A Descent Into the Vörtex
We’re huge fans of Deterministic Simulation Testing (DST) at TigerBeetle, which enables us to perfectly reproduce complex failures of a distributed system on a single laptop. But that’s not today’s story! We’ve added an intentionally non-deterministic testing harness, the Vörtex!
TigerBeetle applies defense-in-depth to testing, with Deterministic Simulation Testing (DST), fuzzers, integration tests, unit tests, snap tests, large scale tests of up to 100 billion transactions, and 6,000+ assertions in production for anything that slips past. While this covers some ground, we recently asked the question: how could we invest in yet another defense, to test TigerBeetle in a non-deterministic environment?
To increase coverage, we’re building Vortex (Vörtex for a heavy metal vibe). It’s a generative full-system test suite, checking safety and liveness properties, multiple client languages, through fault injection. By not only testing “from the inside out” (with DST), but also testing compiled binaries and client libraries “from the outside in”, to subject them to the stress they might see in a real deployment, we can only increase the probability that we find and fix bugs before they reach users.
Vortex therefore focuses on increasing our coverage of the
non-deterministic parts of TigerBeetle. For example, while our client
libraries build on a shared client library that is covered by DST, their
(purposefully thin) native language binding and tb_client
wrapper nevertheless are not covered by DST, and may contain bugs that
slip past other tests, since the integration of native code into a
managed runtime can be tricky.
Further, TigerBeetle replicas and clients communicate by message passing over the network, and this implementation is stubbed out in our DST. The same goes for the storage interface used to read and write data to disk. These interfaces were carefully designed in the first place to “promise nothing” and be as faulty as our underlying network and storage fault models (i.e. a message or disk write may be dropped). While they were subjected to fuzz tests, integration tests, and unit tests, nevertheless, they were not yet subjected to generative testing.
We wanted Vortex to work on “the real thing”, the actual production binaries, rather than instrumented, customized or “resource constrained” builds. In addition, the need to test multiple language clients, possibly running concurrently in a single test, led us to the following architecture:
- Supervisor: the main process, to coordinate the workload, a cluster of replicas, and a driver. It also injects faults and runs liveness checks.
- Workload: a driver to create accounts and transfers, run queries, and check safety properties.
- Driver: a small language-specific program that accepts requests from the workload, runs them using a client library, and returns the results.
- Replicas: stock standard TigerBeetle release binaries forming a cluster.
Vortex injects network faults (delay, loss, corruption) by wiring everything together through a TCP proxy controlled by the supervisor. We simulate process faults by killing or pausing replicas, and restarting or resuming them after some time.
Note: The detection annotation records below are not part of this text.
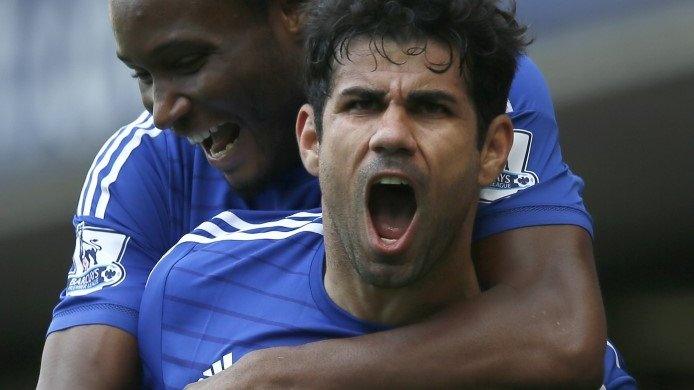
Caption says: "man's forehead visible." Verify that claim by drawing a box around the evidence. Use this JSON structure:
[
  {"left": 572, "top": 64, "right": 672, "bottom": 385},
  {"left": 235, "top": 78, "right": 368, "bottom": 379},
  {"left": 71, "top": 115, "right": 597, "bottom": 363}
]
[
  {"left": 110, "top": 0, "right": 247, "bottom": 27},
  {"left": 333, "top": 39, "right": 465, "bottom": 93}
]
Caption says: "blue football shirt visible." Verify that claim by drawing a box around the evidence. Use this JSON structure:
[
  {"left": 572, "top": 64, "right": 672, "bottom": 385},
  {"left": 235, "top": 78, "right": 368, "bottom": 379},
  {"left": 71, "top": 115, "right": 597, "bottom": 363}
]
[
  {"left": 48, "top": 57, "right": 592, "bottom": 335},
  {"left": 138, "top": 209, "right": 634, "bottom": 389}
]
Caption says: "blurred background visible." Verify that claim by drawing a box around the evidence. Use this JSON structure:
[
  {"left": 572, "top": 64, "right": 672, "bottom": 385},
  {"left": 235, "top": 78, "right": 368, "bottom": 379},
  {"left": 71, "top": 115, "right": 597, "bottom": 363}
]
[{"left": 0, "top": 0, "right": 694, "bottom": 389}]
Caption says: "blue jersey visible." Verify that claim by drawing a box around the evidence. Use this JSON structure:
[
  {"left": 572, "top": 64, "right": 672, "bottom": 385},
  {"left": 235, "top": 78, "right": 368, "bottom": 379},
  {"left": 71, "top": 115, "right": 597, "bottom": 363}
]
[
  {"left": 138, "top": 210, "right": 634, "bottom": 389},
  {"left": 48, "top": 57, "right": 592, "bottom": 335}
]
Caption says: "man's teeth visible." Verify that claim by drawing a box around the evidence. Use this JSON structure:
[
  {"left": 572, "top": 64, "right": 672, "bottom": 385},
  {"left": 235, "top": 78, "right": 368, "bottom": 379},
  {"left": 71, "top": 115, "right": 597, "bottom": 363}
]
[
  {"left": 210, "top": 142, "right": 234, "bottom": 158},
  {"left": 186, "top": 127, "right": 217, "bottom": 145},
  {"left": 378, "top": 177, "right": 410, "bottom": 186}
]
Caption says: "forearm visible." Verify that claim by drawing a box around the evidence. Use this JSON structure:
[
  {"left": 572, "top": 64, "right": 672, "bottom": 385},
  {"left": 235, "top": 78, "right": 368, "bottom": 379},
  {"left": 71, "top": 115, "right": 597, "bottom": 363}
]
[
  {"left": 253, "top": 286, "right": 604, "bottom": 389},
  {"left": 37, "top": 325, "right": 139, "bottom": 390},
  {"left": 217, "top": 227, "right": 606, "bottom": 388}
]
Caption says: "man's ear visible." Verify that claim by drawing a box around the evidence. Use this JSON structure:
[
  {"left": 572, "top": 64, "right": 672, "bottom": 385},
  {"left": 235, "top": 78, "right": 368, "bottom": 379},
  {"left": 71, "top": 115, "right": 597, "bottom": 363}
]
[
  {"left": 296, "top": 104, "right": 320, "bottom": 177},
  {"left": 477, "top": 115, "right": 513, "bottom": 187}
]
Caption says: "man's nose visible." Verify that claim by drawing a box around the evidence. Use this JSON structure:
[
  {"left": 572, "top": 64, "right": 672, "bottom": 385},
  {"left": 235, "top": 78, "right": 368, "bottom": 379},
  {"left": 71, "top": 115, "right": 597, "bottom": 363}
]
[
  {"left": 369, "top": 106, "right": 417, "bottom": 156},
  {"left": 149, "top": 83, "right": 192, "bottom": 129}
]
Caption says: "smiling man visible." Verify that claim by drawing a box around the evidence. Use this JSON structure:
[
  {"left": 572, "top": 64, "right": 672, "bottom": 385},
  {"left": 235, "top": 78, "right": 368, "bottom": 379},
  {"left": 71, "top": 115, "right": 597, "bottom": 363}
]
[
  {"left": 138, "top": 0, "right": 630, "bottom": 389},
  {"left": 39, "top": 0, "right": 616, "bottom": 389}
]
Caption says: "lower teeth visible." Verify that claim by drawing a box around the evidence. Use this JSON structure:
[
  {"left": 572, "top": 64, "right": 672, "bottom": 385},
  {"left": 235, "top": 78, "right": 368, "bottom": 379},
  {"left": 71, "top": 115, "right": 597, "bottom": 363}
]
[{"left": 211, "top": 142, "right": 234, "bottom": 158}]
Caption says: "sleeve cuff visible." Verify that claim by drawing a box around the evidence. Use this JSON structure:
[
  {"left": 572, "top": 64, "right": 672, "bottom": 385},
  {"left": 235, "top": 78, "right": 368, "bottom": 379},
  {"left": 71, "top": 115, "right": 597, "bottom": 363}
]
[{"left": 46, "top": 303, "right": 139, "bottom": 337}]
So far, we have Vortex drivers for the Zig and Java clients. This covers plenty of shared code already, but we aim for all clients to have drivers, including the new clients coming out.
If you’re interested in learning more, go ahead and explore the source code.
Vortex is four months old and has already found two bugs!
- #2401:
the shared client library incorrectly batched some combinations of
requests, potentially creating open chains of linked events. The bug
resided in
tb_client
. - #2430: connections were terminated twice, caused by an interaction between process faults and clients being closed with a particular timing.
Further, we’ve used Vortex to verify a recently discovered memory issue (#2413), and we’re investigating a possible liveness issue that Vortex provokes within hours.
We see Vortex as the perfect canary. After DST has already fast-forwarded (like a movie) the finding of rare bugs, and then replayed them again and again to fix them rapidly—if there’s anything that slips past, Vortex tells us where we have coverage gaps.
This is just the beginning. We have many things in the pipeline for Vortex:
- Automation for running Vortex continuously for long stretches of time.
- Version upgrading procedures for replicas and clients.
- More advanced and non-global network faults, e.g. symmetric and asymmetric partitions.
- Storage faults, e.g. latent sector errors, corruption and torn writes.
- Concurrent heterogenous drivers, under a single workload.
To maximize coverage, we’ll continue investing in defense-in-depth and venturing into the state space abyss, both deterministically and non-deterministically!